A bench of Chief Justice D N Patel and Justice Prateek Jalan listed the matter for June 12 after senior advocate Colin Gonsalves and lawyer Sneha Mukherjee, appearing for the petitioner, sought time to file rejoinder to the Delhi Police’s affidavit which was submitted Thursday.
The hearing was conducted through video conferencing as the functioning of courts have been restricted due to the COVID-19 pandemic.
Delhi Police, represented through advocates Amit Mahajan and Rajat Nair, sought dismissal of pleas seeking quashing of FIRs and directions against alleged police brutality in the university during the anti-CAA protests.
It said the petitions were an utter abuse of PIL jurisdiction as the incidents of violence in and around the campus were well-planned and orchestrated attempts by some persons with local support.
One of the petitioners, Nabila Hasan, has sought action against the police for allegedly brutally attacking the petitioners, students and residents of Jamia Millia Islamia.
The plea sought against the alleged ruthless, and excessive use of force and aggression unleashed by police and paramilitary forces on students within the university.
Opposing a batch of PILs seeking setting up of a judicial commission to look into the violence, the police has said the claim of police brutality is utter falsehood.

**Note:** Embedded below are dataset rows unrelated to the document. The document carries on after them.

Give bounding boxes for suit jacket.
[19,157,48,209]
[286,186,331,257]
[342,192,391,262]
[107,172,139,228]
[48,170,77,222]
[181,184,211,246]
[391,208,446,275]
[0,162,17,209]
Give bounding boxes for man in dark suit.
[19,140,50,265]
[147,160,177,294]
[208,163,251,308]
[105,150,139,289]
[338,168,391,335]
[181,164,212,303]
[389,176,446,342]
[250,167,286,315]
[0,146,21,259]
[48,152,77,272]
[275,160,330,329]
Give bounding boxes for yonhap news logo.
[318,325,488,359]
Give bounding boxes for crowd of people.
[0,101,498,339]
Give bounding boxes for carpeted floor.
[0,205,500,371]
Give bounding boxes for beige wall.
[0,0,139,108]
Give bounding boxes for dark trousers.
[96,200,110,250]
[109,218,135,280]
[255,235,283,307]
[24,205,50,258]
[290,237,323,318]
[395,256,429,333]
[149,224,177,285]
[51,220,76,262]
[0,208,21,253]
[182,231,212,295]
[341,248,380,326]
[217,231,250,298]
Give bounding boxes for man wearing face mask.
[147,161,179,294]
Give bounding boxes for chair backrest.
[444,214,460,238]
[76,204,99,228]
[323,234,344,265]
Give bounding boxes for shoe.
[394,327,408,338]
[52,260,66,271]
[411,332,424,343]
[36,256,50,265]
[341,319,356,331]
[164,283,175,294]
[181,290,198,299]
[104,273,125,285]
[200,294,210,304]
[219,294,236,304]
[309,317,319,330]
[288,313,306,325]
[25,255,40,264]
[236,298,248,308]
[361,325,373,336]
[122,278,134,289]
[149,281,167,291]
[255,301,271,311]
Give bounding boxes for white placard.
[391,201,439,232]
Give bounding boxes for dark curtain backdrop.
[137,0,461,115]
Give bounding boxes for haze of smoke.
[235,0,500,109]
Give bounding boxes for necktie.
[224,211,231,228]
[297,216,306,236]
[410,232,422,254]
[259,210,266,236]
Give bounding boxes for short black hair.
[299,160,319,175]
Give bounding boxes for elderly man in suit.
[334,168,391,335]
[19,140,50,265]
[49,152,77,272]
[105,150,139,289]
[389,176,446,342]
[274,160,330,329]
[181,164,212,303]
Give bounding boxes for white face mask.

The police has filed the affidavit in response to various petitions, moved by lawyers, students of JMI, residents of Okhla in south Delhi, where university is located and the Imam of Jama Masjid mosque opposite Parliament House, in which they had also sought medical treatment, compensation and interim protection from arrest for the students.
The pleas have also sought registration of FIRs against the erring police officers.
The affidavit filed by Rajesh Deo, Deputy Commissioner of Police, Crime Branch, said exercising fundamental right to dissent should be respected, but “no person can be allowed to commit breach of law, indulge in violence, arson and riotous activity causing danger to life, limb and property of innocent citizens under the garb of exercise of fundamental right of free speech and assembly”.
Such fundamental rights are not absolute and are liable to reasonable restrictions under the Constitution, it said.
Under the garb of organising a protest, it is completely impermissible for the citizens to create law and order situation and to lay a siege and paralyse the day to day activity of fellow citizens who are completely unconnected with the cause for which protests are organised by a section of the society, it said.
The police said that videos and photographs collected by it show that under the garb of student protest, it was a well-planned and orchestrated attempt by some persons with local support to intentionally perpetrate violence in the area.
It said the evidence showed that there was large scale violence, arson and stone pelting on December 13 and 15, 2019, which resulted in lodging of three FIRs.
Regarding the prayer in the petitions to frame guidelines on use of force to govern the conduct of police personnel in such cases, the affidavit said it is not maintainable and added that due procedure/ standard protocol was followed by the police authorities to control the unruly mob and to maintain law and order in the area.
On the violence incident of December 15, the affidavit has said, police received an input that some former students and other persons will assemble at JMI for protesting the newly acted CAA and NRC and will go to Parliament and the President House.
The investigation revealed that local leaders and politicians were instigating the protestors and were raising extremely provocative and inciting slogans and the gathering had swelled to about 3500.